Jessica Hatchett said disabled fans faced "discrimination" after finding it impossible to get Ed Sheeran tickets for his Cardiff concert next year.
Other disabled fans said they also struggled to get through to the Ticketmaster phone line.
Ticketmaster apologised and said it saw "unprecedented" demand for his concert.
While people were able to buy a ticket online, the same service was not available for accessible tickets.
It meant disabled fans spent "hours" on hold but were unable to get a ticket for Sheeran's Divide tour at the Principality Stadium.
Ms Hatchett said: "When you have just one number you can dial and no other options, you can't go online and book, that is your only way of trying.
"You keep trying, keep trying and keep trying and it gets frustrating because I had relatives who could go online and book tickets in 20 minutes or so whereas there were people waiting seven hours and getting absolutely nowhere."
She said the campaign aimed to improve the provision for disabled people who love music.
"If you want to go to a big venue that has capacity of 60,000 fans the number of spaces for a wheelchair user will not be anywhere near that size, it will be substantially smaller," she added.
Kayley Richards, of Bridgend, has also been trying to buy her 15-year-old brother Geraint tickets for the gig.
Her brother Geraint was brain damaged after a near-fatal asthma attack in 2014 and he was left unable to communicate properly.
After repeated attempts on the phone and her calls being cut off, Ms Richards finally got through and managed to buy Geraint a ticket.
"Now that Geraint has a disability, we can see how difficult it is for disabled people to get tickets to see their favourite singers," she said.
"I tried every way possible to get him a ticket but discrimination is in the way once again.
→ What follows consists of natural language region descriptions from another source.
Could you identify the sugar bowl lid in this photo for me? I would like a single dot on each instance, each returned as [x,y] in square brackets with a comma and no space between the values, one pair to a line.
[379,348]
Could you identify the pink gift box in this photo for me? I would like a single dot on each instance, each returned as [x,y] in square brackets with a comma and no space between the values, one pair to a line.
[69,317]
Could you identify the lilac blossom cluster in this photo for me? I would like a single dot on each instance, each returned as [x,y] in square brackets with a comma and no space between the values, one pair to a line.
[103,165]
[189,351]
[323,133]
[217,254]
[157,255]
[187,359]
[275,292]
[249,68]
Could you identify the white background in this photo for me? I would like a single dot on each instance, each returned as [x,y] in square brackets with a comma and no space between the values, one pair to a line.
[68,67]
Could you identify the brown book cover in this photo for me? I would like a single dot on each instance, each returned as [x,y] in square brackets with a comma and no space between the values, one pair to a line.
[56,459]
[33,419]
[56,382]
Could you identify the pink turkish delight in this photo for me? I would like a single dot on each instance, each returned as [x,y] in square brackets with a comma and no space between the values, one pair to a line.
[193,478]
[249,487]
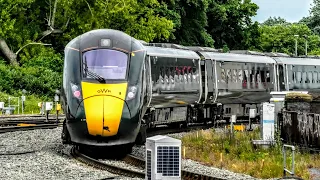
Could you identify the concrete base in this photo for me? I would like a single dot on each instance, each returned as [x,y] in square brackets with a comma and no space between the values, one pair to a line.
[263,143]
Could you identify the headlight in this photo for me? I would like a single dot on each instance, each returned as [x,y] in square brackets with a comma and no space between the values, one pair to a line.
[76,92]
[132,91]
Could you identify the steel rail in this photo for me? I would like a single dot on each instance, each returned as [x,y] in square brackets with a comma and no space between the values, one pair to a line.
[187,175]
[25,128]
[100,165]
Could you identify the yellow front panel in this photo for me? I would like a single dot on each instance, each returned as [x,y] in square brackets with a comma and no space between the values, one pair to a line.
[103,105]
[112,115]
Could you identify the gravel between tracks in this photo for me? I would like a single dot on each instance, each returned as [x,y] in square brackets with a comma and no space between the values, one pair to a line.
[51,159]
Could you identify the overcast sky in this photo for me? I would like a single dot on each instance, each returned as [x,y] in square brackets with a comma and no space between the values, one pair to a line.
[291,10]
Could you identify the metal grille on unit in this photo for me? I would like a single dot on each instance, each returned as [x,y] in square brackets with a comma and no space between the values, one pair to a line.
[163,159]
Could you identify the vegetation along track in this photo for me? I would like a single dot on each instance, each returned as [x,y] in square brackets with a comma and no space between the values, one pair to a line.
[97,164]
[28,121]
[138,162]
[135,161]
[28,127]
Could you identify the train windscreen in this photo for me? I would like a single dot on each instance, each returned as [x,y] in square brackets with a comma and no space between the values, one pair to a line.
[105,64]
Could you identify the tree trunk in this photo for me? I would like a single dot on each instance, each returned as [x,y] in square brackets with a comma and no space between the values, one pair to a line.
[7,52]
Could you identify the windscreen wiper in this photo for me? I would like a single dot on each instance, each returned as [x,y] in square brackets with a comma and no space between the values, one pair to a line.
[92,74]
[96,76]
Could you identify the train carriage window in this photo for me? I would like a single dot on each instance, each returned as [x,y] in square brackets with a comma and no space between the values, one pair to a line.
[223,75]
[263,76]
[258,76]
[105,64]
[246,75]
[234,75]
[268,76]
[315,77]
[309,78]
[240,75]
[251,76]
[299,77]
[229,75]
[304,77]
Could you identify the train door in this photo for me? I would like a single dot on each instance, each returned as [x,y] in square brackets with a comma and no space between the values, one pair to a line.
[148,80]
[281,78]
[204,75]
[210,77]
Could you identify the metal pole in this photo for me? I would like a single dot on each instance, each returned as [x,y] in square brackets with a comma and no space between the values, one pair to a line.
[57,112]
[22,106]
[306,47]
[296,47]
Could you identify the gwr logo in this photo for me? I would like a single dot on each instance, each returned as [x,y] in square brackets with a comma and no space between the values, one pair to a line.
[103,91]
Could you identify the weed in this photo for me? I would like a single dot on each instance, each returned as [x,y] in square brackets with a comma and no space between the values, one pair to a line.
[239,155]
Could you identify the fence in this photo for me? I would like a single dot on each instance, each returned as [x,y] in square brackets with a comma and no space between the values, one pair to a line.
[300,128]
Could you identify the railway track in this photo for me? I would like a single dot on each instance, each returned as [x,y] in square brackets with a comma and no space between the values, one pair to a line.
[187,175]
[28,127]
[28,121]
[100,165]
[28,116]
[135,161]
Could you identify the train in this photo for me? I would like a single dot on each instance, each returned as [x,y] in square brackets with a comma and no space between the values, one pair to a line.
[115,87]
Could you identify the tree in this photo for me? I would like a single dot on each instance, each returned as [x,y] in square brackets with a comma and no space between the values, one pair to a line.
[46,18]
[280,38]
[230,23]
[190,21]
[313,21]
[275,21]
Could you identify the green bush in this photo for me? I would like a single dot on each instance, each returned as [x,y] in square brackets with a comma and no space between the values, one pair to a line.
[30,106]
[36,80]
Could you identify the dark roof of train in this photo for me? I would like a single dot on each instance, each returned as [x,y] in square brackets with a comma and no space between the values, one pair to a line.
[237,57]
[171,53]
[298,60]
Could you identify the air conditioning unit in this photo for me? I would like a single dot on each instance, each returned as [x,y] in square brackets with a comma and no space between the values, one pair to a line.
[163,158]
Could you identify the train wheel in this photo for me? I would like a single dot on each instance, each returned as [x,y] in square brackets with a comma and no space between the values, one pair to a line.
[65,136]
[142,136]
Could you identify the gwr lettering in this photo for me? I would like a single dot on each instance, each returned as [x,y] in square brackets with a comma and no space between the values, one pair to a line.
[103,91]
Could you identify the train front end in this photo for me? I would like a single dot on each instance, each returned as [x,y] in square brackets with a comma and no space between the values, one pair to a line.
[101,89]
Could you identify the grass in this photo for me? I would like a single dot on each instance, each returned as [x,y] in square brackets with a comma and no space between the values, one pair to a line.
[30,105]
[237,154]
The system that is in place is shocking and needs to be changed.
"Why should his rights be different to everybody else just because he is disabled?"
A Ticketmaster spokeswoman said: "We're very sorry to any fans that had issues getting through on our accessible bookings line for Ed Sheeran's Divide tour.
"Our team speaks to each customer personally to identify their particular requirements and we pride ourselves on the service we provide fans.
"We are very disappointed that some felt let down in this instance, but we saw unprecedented demand for Ed who broke all records in Ticketmaster UK's history.
"A huge number of the general public also called the accessibility line, resulting in extra delays."